The question of former times emerged when we passed a car. Orange. Leather seats. An Opel. It looked like from a 1970s movie. I told her this was an old car, built and driven half a lifetime ago. She looked at me. What does half a lifetime even mean to a 3-year-old, I wondered. I am now of an age that one may count as half a lifetime.
So I told her the past was like an echo. She looked at me again. An echo is like a more silent shadow of sound, I said. While I began thinking more about this unplanned expression, she quickly found something else that fascinated her (seeds fallen from a nearby tree, you would not believe how fast the mind of a three-year-old can shift to new things, it’s a state of perpetual exploration).

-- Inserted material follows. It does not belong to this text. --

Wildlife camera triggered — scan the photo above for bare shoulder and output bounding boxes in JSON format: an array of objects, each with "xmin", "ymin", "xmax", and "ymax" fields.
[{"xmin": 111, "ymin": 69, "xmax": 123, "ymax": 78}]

A silent shadow of sound, but a sound made by whom? Just like a shadow, my memory of the past has begun feeling like the echo of someone else’s voice in recent times. The last two years especially feel like a displacement without roots. As if my memory of anything past, even the recent past, has been nothing but an archival record, filed away and stamped “discharged.”

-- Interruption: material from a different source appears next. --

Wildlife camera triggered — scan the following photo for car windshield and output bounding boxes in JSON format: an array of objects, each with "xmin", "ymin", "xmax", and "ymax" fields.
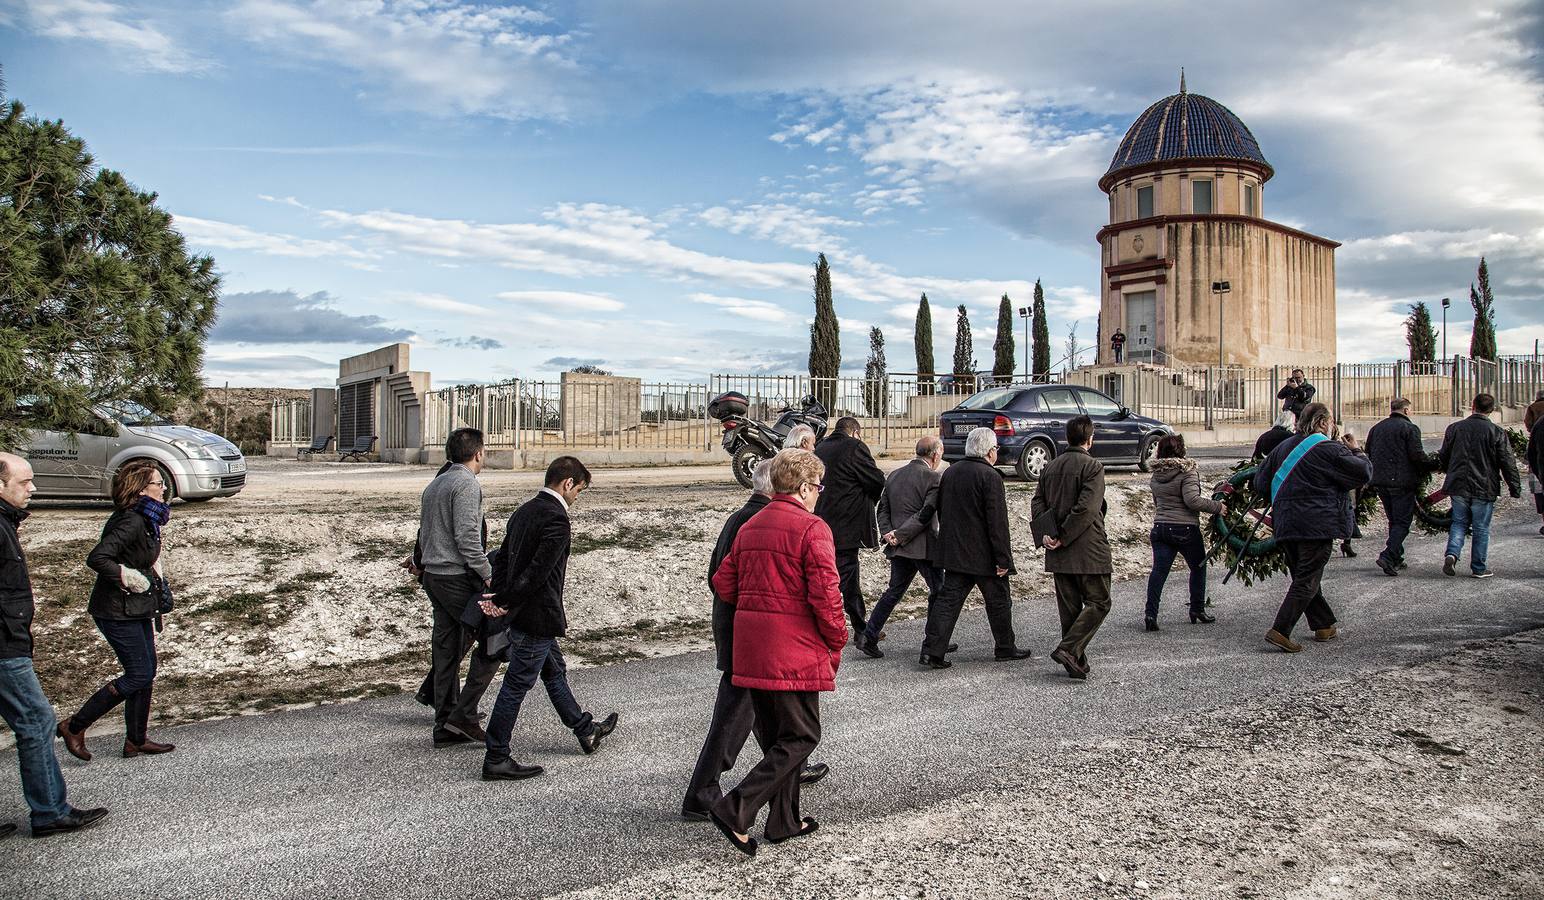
[
  {"xmin": 956, "ymin": 388, "xmax": 1022, "ymax": 411},
  {"xmin": 99, "ymin": 401, "xmax": 170, "ymax": 427}
]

This feeling is not a matter of age. An older colleague of mine appears perfectly on board with all these recent changes of public understanding in which everything up is down, and verbose public signaling has replaced real action and thought in people’s lives. Signal me virtuous, oh internet voices! My colleague feels proud of this adopted new Zeitgeist mindset. I increasingly feel disconnected. We’re shitting on the past to avoid acting toward the future. Where’s the vision of progress in that? Meanwhile, Zoom teaching started to usher the next generation into a new era,… so bring on the metaverse university! (Some universities apparently do precisely this now, involving opaque contracts with Zuckerberg et al. Hasn’t anyone read Snow Crash??) But anyone who feels sufficiently bewildered and skeptical about this development can only be an evil old white man who never went with the times. Listening to some conversations like this in recent years, while seeing either unnaturally dull faces or faces distorted with socio-emotional overexpression on little windows staring back at me, I wondered at what time I must have boarded a different train than the people who remained overly online. When trying to converse in these times, a conversation that was not idle chat with the simple emotional affirmation of views, echoed into a formless void. Whatever remains to reach public thought these days, feels dephysicalized and stripped of meaning as if nothing matters. Indeed, nothing felt as if it connected with matter anymore. I still struggle with this dematerialized echo of now.
Have we lost the sound to our echo? Once upon a time, I remember we had bodies and desires. There were silly jokes and the acquisition of experience with learning by doing, including the liberty to be mistaken. Now we mirror ourselves in reflections of the lives of others.
My mind’s echo was soon brought to a halt, and I was quickly catapulted back into the now. My goddaughter was tired of walking.